Regardless of his 9000 mile blunder, Columbus’ claim to fame for “discovering America” erases the rich Indigenous history that most Americans are largely unaware of, primarily due to the decimation in population after the arrival of Columbus and other explorers. Columbus’ arrival in the “New World” resulted in the death of 55 million indigenous people—roughly 90% of the population at the time.
“We shouldn’t celebrate a man who brought about the destruction of the Indigenous population,” senior Izzy Duzman said. “It’s very concerning that we still have a national holiday celebrating a rapist and a murderer.”
Not only did Columbus end the lives of the Indigenous, he did so in the most inhumane ways possible. His methods included feeding them to hunting dogs, cutting off body parts, and selling nine-year-olds into sex slavery. Recent controversies about Confederate statues in the South indicate that the nation is starting to recognize that being complicit in the celebration of evil historical figures in the name of patriotism is unacceptable.
“In school, we usually focus on Columbus and his bad treatment of the natives, and not much emphasis is placed on the natives themselves,” senior Evan Lipofsky said. “We should learn more about specific Indigenous cultures because they’re dying out, and children should be taught culture instead of glorified versions of how the Americas were founded.”
In 2021, over 500 years after Columbus, the current population of Native Americans is 6.79 million, roughly 11% of the population prior to the arrival of Columbus. Even without accounting for exponential population growth in recent centuries, this significant change has brought devastation to tribes all across the country. While an Indigenous Peoples’ Day does exist, celebrated on October 11, a seemingly performative holiday is not enough to make up for the atrocities committed against Indigenous populations.
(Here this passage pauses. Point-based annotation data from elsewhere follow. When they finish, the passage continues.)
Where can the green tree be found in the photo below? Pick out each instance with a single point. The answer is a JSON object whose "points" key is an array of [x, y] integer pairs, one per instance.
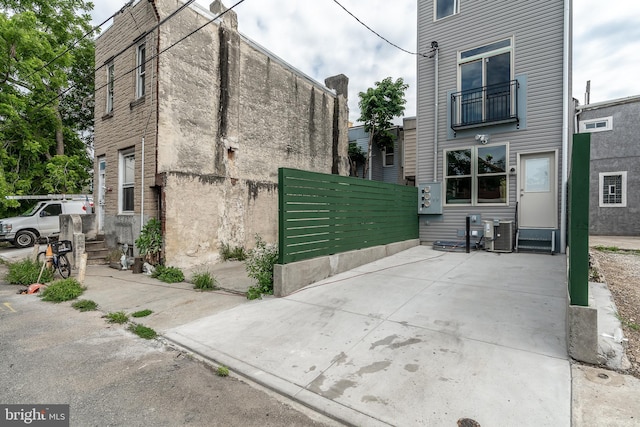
{"points": [[46, 97], [378, 106]]}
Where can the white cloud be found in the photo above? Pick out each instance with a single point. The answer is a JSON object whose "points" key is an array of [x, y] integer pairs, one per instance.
{"points": [[320, 39]]}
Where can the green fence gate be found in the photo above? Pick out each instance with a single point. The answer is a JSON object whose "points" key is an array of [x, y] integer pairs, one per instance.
{"points": [[322, 214]]}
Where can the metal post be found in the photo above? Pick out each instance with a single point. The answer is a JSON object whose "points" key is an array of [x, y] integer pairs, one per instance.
{"points": [[468, 234]]}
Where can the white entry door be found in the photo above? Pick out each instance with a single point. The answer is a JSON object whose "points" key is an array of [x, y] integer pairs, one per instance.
{"points": [[538, 207], [102, 170]]}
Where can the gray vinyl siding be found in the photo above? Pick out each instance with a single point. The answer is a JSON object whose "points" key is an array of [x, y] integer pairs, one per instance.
{"points": [[409, 152], [537, 30]]}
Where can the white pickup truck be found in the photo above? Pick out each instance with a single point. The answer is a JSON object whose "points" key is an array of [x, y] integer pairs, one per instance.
{"points": [[42, 220]]}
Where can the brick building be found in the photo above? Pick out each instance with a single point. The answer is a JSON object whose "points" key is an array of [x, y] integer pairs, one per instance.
{"points": [[192, 129]]}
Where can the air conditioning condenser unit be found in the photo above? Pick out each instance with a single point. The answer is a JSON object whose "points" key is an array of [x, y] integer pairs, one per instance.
{"points": [[498, 236]]}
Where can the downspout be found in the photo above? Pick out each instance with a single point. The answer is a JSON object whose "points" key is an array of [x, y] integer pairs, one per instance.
{"points": [[142, 163], [435, 50], [565, 124]]}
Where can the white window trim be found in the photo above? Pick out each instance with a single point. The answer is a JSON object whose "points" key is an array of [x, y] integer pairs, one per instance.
{"points": [[607, 120], [456, 10], [121, 184], [623, 203], [485, 55], [474, 175], [140, 72], [110, 87]]}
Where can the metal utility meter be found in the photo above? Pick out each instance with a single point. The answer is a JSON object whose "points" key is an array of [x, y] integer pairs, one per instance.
{"points": [[430, 198]]}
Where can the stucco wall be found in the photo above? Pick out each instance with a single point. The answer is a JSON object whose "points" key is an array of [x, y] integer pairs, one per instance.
{"points": [[229, 114], [615, 150]]}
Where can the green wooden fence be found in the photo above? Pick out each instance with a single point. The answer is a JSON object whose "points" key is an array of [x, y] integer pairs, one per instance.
{"points": [[579, 220], [323, 214]]}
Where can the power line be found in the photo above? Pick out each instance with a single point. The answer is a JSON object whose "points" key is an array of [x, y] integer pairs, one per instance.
{"points": [[74, 44], [377, 34], [172, 45], [136, 41]]}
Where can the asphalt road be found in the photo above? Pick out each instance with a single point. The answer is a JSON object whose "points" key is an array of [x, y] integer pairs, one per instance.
{"points": [[54, 354]]}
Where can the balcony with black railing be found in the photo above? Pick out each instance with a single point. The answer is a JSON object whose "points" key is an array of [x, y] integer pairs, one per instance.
{"points": [[485, 106]]}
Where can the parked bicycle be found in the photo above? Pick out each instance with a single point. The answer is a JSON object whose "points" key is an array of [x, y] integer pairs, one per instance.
{"points": [[54, 257]]}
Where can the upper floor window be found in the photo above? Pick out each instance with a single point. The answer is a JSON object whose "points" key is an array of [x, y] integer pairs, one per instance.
{"points": [[487, 89], [596, 125], [110, 87], [387, 156], [476, 175], [613, 189], [127, 180], [444, 8], [141, 70]]}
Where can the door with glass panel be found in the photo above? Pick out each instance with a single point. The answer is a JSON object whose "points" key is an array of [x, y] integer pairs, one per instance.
{"points": [[538, 207]]}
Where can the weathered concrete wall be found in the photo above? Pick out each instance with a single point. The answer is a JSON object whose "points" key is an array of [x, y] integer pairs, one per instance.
{"points": [[225, 131], [229, 114], [288, 278], [206, 212], [615, 150], [132, 119]]}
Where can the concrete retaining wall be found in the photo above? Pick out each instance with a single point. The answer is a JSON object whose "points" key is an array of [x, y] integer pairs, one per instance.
{"points": [[288, 278]]}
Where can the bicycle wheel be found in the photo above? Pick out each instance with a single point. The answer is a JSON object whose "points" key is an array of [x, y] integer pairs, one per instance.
{"points": [[63, 266]]}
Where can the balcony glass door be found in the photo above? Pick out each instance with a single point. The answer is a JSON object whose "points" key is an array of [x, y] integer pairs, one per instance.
{"points": [[471, 87], [498, 101]]}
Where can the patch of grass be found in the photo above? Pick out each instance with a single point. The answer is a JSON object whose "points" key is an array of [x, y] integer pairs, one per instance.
{"points": [[117, 317], [168, 274], [616, 249], [259, 265], [85, 305], [143, 331], [222, 371], [204, 281], [142, 313], [62, 290], [236, 253], [26, 272]]}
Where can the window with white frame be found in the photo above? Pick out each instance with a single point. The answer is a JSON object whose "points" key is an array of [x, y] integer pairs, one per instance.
{"points": [[444, 8], [127, 180], [141, 70], [476, 175], [613, 189], [596, 125], [484, 76], [110, 87]]}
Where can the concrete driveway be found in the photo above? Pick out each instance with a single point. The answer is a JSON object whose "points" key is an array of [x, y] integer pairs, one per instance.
{"points": [[419, 338]]}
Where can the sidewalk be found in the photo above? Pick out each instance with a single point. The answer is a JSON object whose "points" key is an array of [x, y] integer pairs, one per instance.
{"points": [[419, 338]]}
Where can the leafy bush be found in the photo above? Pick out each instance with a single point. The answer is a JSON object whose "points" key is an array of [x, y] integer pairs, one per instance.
{"points": [[228, 253], [143, 331], [85, 305], [149, 243], [117, 317], [204, 281], [259, 265], [168, 274], [26, 272], [141, 313], [62, 290]]}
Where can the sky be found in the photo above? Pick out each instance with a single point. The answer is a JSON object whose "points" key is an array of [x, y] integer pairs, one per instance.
{"points": [[320, 39]]}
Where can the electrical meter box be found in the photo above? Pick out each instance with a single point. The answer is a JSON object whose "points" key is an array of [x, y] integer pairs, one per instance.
{"points": [[430, 198]]}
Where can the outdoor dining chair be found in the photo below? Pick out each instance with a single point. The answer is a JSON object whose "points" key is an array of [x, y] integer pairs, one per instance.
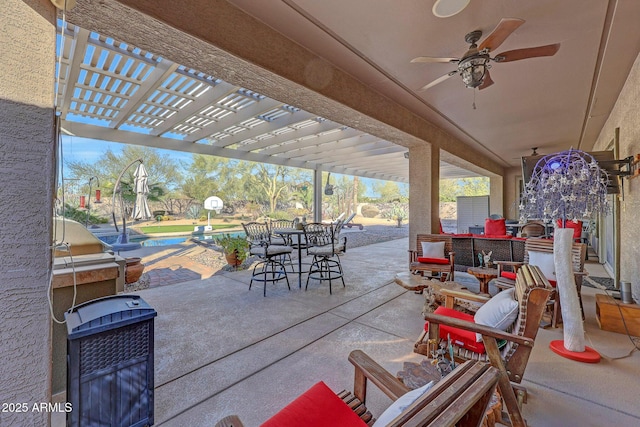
{"points": [[271, 268], [325, 245]]}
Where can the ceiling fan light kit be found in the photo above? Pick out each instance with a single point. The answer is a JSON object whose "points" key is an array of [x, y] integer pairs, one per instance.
{"points": [[474, 65]]}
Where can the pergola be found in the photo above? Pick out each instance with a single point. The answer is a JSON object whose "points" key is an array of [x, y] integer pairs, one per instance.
{"points": [[113, 91]]}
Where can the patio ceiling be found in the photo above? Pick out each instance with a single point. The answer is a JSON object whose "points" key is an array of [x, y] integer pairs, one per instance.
{"points": [[113, 91]]}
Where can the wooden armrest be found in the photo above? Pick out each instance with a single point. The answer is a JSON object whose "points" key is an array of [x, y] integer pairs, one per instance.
{"points": [[464, 295], [504, 285], [511, 263], [367, 368], [229, 421], [480, 329]]}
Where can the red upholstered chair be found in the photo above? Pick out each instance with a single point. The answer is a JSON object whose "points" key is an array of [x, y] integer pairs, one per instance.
{"points": [[461, 398], [542, 250], [577, 228], [495, 227], [512, 316]]}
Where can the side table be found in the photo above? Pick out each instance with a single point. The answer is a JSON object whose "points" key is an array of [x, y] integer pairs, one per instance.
{"points": [[484, 275]]}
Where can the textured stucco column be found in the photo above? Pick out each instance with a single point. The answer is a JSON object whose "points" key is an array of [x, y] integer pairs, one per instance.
{"points": [[424, 180], [496, 195], [27, 37], [317, 195]]}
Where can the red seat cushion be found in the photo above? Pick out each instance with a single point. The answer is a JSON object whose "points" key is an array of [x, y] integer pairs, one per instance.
{"points": [[316, 407], [495, 227], [459, 337], [508, 275], [428, 260]]}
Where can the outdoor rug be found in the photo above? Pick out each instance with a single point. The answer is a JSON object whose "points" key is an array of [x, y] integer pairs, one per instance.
{"points": [[599, 282]]}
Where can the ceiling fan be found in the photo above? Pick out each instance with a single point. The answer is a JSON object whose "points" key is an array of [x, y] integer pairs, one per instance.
{"points": [[474, 65]]}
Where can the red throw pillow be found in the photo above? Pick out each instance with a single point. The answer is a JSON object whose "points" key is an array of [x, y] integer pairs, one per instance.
{"points": [[495, 226], [316, 407], [577, 227], [433, 260], [497, 236], [508, 275], [459, 337]]}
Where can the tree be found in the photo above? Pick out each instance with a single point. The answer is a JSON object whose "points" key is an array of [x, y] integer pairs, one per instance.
{"points": [[164, 172], [271, 180], [391, 191]]}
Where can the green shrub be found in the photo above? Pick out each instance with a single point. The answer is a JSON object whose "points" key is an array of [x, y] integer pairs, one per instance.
{"points": [[279, 215], [370, 211]]}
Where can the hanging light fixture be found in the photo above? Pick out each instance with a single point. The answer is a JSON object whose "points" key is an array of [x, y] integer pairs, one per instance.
{"points": [[473, 70]]}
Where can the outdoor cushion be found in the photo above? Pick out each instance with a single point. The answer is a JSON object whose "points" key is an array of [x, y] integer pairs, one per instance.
{"points": [[400, 405], [499, 312], [495, 227], [545, 262], [508, 275], [433, 249], [459, 337], [271, 250], [433, 260], [316, 407]]}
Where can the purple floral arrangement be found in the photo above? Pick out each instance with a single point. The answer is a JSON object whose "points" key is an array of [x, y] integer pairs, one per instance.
{"points": [[569, 185]]}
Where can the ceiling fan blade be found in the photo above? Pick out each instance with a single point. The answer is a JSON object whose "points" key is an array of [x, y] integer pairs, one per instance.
{"points": [[439, 80], [486, 82], [530, 52], [500, 33], [432, 59]]}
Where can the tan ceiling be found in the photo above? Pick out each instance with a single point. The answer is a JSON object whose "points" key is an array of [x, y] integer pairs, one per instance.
{"points": [[551, 102]]}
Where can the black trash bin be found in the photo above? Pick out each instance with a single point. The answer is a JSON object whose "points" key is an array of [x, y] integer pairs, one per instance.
{"points": [[110, 362]]}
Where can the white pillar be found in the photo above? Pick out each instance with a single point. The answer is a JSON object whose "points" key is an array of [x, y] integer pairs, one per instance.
{"points": [[28, 39], [566, 287]]}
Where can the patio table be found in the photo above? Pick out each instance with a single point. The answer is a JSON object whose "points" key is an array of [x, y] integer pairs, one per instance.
{"points": [[484, 276], [288, 232]]}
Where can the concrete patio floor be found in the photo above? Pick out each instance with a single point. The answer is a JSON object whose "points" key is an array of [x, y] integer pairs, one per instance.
{"points": [[223, 349]]}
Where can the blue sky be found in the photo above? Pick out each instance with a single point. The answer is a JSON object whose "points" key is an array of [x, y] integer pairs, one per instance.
{"points": [[89, 150]]}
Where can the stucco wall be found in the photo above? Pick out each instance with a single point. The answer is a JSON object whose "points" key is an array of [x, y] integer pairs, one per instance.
{"points": [[626, 117], [27, 37]]}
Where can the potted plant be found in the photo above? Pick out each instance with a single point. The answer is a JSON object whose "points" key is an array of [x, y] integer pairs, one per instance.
{"points": [[235, 248]]}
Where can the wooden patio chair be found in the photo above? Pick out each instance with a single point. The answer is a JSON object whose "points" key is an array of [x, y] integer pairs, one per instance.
{"points": [[508, 269], [532, 291], [441, 264], [461, 398]]}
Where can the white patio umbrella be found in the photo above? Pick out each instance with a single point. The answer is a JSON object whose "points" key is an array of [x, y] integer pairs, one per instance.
{"points": [[141, 207]]}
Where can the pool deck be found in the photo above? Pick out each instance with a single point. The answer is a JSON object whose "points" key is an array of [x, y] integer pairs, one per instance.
{"points": [[222, 348]]}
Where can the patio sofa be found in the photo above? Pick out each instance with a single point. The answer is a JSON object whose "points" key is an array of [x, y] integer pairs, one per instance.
{"points": [[468, 246]]}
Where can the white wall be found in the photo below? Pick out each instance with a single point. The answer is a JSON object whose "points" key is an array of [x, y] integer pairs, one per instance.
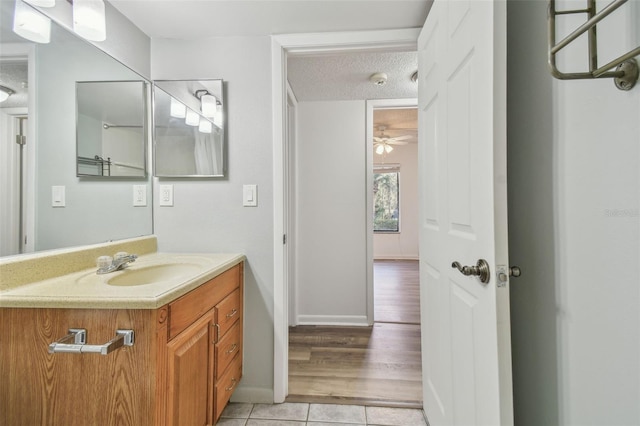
{"points": [[208, 215], [331, 222], [402, 245], [574, 189]]}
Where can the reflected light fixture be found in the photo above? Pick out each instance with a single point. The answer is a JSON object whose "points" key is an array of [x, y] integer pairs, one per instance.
{"points": [[42, 3], [217, 119], [193, 118], [205, 126], [31, 24], [5, 92], [208, 102], [381, 148], [178, 109], [89, 19]]}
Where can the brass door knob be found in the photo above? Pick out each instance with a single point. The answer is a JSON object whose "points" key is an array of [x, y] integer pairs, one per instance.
{"points": [[481, 270]]}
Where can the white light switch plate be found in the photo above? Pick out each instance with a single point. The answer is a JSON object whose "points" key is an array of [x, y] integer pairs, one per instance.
{"points": [[166, 195], [58, 197], [250, 195], [139, 195]]}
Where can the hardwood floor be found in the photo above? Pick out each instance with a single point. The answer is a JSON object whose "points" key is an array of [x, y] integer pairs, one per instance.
{"points": [[378, 365]]}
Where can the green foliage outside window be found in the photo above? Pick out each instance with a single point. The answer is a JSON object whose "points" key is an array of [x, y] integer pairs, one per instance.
{"points": [[386, 202]]}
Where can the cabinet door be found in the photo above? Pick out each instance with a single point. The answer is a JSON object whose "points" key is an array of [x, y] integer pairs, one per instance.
{"points": [[190, 381]]}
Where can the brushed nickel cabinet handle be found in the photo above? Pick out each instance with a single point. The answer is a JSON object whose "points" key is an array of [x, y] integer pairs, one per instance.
{"points": [[233, 384], [79, 346]]}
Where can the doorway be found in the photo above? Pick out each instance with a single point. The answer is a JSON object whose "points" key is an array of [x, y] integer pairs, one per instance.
{"points": [[325, 152]]}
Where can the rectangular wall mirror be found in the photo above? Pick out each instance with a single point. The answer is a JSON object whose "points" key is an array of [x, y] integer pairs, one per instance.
{"points": [[111, 128], [42, 113], [189, 137]]}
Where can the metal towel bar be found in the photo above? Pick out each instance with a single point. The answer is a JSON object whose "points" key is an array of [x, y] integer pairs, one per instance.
{"points": [[79, 338], [626, 72]]}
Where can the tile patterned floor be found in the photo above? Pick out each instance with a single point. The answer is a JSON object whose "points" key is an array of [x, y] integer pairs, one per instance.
{"points": [[303, 414]]}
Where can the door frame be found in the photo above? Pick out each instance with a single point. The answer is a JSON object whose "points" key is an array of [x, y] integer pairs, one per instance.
{"points": [[281, 47], [371, 106]]}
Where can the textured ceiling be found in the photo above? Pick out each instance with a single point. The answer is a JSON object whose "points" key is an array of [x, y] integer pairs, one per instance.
{"points": [[346, 76], [196, 19], [13, 74]]}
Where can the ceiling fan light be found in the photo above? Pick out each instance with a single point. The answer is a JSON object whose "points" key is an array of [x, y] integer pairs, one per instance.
{"points": [[5, 92], [31, 24], [178, 109], [89, 20]]}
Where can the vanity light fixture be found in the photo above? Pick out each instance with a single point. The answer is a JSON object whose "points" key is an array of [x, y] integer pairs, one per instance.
{"points": [[31, 24], [205, 126], [381, 148], [5, 92], [208, 102], [192, 118], [42, 3], [89, 19], [178, 109]]}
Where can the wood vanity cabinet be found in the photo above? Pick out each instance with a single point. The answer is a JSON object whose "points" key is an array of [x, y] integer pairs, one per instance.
{"points": [[181, 370]]}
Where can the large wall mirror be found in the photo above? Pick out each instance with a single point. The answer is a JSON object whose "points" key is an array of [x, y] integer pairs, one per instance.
{"points": [[111, 127], [189, 137], [42, 109]]}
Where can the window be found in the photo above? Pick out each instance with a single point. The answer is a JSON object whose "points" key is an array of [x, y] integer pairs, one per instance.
{"points": [[386, 199]]}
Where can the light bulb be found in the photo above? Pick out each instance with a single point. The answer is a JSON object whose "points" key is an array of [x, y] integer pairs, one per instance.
{"points": [[205, 126], [31, 24], [178, 109], [42, 3], [208, 105], [193, 118], [217, 119], [5, 92], [89, 19]]}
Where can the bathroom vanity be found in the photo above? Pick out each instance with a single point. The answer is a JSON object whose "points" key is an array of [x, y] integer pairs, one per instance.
{"points": [[183, 364]]}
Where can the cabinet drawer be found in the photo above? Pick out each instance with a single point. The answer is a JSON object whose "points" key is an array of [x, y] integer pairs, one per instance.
{"points": [[229, 310], [193, 305], [227, 348], [227, 384]]}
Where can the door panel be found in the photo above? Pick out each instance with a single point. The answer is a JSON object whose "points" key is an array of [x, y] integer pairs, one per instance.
{"points": [[462, 113]]}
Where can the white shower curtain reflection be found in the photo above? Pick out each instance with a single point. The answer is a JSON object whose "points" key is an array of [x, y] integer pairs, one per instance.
{"points": [[206, 154]]}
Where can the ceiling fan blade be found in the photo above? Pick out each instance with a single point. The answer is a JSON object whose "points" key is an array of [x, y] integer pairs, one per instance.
{"points": [[400, 138]]}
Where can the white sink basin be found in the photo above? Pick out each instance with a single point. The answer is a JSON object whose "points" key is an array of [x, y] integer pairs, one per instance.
{"points": [[152, 274]]}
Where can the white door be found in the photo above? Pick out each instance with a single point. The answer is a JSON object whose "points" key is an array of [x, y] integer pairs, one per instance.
{"points": [[462, 160]]}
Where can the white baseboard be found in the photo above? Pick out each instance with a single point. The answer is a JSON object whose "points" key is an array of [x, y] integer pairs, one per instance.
{"points": [[347, 320], [252, 395]]}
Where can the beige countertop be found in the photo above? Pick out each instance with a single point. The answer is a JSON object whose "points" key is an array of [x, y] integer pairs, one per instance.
{"points": [[86, 289]]}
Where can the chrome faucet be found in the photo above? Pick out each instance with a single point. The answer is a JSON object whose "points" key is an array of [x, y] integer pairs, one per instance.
{"points": [[117, 264]]}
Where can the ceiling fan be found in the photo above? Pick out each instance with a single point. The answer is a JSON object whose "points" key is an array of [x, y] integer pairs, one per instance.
{"points": [[382, 144]]}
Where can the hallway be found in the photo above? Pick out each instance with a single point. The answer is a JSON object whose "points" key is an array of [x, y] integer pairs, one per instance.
{"points": [[379, 365]]}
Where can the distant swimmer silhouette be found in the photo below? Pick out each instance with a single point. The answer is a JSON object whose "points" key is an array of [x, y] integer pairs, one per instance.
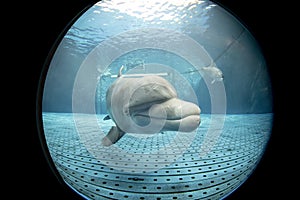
{"points": [[213, 72]]}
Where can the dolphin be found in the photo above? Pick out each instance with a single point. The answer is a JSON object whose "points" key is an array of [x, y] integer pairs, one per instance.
{"points": [[213, 72], [147, 104]]}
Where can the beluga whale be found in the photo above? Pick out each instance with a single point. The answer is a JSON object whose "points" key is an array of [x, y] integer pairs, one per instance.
{"points": [[146, 104]]}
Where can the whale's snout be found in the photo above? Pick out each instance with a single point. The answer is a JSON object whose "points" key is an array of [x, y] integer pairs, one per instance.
{"points": [[174, 115]]}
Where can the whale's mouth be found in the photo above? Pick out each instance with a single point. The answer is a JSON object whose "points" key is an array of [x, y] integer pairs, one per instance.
{"points": [[174, 114]]}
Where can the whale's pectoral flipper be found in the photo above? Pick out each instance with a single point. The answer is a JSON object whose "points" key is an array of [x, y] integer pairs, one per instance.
{"points": [[113, 136], [107, 117]]}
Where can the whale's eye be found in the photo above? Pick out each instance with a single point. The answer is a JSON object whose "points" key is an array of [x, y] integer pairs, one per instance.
{"points": [[100, 67]]}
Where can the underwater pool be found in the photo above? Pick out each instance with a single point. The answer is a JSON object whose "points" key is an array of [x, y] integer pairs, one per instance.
{"points": [[155, 65], [143, 172]]}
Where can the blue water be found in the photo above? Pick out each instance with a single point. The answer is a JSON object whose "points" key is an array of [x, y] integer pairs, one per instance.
{"points": [[144, 167], [178, 39]]}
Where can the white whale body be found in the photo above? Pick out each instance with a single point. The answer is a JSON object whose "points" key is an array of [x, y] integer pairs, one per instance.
{"points": [[147, 104]]}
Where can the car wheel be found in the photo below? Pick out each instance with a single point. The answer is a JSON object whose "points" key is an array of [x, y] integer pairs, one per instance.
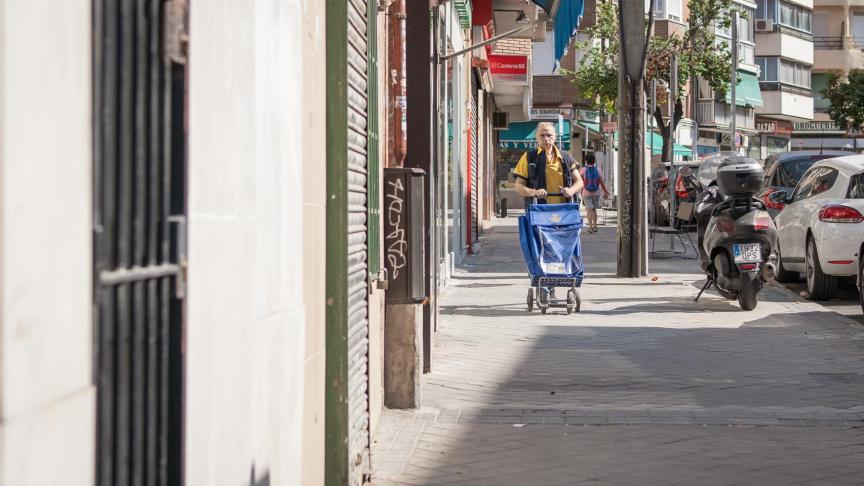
{"points": [[860, 281], [819, 285], [783, 275]]}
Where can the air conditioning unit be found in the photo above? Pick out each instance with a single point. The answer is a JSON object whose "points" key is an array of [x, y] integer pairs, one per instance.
{"points": [[764, 25], [500, 120]]}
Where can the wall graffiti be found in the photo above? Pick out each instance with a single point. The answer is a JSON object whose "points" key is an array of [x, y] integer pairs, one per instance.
{"points": [[395, 241]]}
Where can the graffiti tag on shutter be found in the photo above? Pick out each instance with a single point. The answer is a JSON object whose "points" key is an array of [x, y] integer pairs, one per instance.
{"points": [[397, 245]]}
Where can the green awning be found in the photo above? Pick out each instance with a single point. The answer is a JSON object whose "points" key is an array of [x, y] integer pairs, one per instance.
{"points": [[655, 142], [747, 92], [593, 126], [523, 135]]}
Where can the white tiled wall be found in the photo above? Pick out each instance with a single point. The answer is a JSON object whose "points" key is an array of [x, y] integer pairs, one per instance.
{"points": [[47, 409]]}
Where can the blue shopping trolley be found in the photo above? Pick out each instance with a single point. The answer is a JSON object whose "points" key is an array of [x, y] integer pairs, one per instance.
{"points": [[549, 236]]}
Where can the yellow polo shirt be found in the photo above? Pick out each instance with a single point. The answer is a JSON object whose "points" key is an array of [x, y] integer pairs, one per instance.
{"points": [[554, 173]]}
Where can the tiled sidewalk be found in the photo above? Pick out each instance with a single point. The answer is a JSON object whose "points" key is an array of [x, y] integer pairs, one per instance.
{"points": [[644, 386]]}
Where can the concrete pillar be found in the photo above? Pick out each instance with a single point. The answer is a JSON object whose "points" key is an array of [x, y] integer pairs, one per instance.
{"points": [[403, 347]]}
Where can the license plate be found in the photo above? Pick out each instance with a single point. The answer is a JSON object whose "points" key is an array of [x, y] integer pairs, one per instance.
{"points": [[747, 252]]}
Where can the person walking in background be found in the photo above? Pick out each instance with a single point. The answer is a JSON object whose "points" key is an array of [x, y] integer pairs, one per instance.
{"points": [[593, 187]]}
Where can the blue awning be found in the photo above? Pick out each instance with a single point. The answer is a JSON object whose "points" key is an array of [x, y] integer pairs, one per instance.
{"points": [[546, 5], [747, 90], [566, 22], [523, 135]]}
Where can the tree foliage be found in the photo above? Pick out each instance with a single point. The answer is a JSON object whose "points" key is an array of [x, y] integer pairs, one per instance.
{"points": [[846, 95], [700, 54]]}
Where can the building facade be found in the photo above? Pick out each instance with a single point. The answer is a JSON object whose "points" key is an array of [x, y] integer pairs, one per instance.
{"points": [[838, 30], [784, 53]]}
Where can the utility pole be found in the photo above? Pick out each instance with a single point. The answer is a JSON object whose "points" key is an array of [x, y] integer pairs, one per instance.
{"points": [[632, 184], [673, 172], [733, 82]]}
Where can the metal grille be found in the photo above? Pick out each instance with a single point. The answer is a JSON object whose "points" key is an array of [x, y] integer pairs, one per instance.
{"points": [[139, 227], [358, 323], [472, 201]]}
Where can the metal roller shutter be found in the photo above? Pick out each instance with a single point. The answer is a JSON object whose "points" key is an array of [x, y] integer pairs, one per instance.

“There are lots of policies that help Native tribes, but the fact that we still celebrate Columbus Day when we know about what he did is hypocritical,” Lipofsky said.
This raises an increasingly important question in the wake of cancel culture; should we judge historical figures based on current standards of morality? There is no easy answer. Thomas Jefferson was a slaveholder, but he drafted the Declaration of Independence. Walt Disney used antisemitism in some early cartoons, but created the most iconic franchise in the world.
Christopher Columbus fueled a mass genocide against Native Americans, but….discovered an already inhabited continent? For many historical figures, immorality can be concealed by great deeds, leaving a grey area in regards to commemoration. For Christopher Columbus, the answer is clear; there is no reason to celebrate a cruel and vile man whose contributions to the world at large are minimal at best.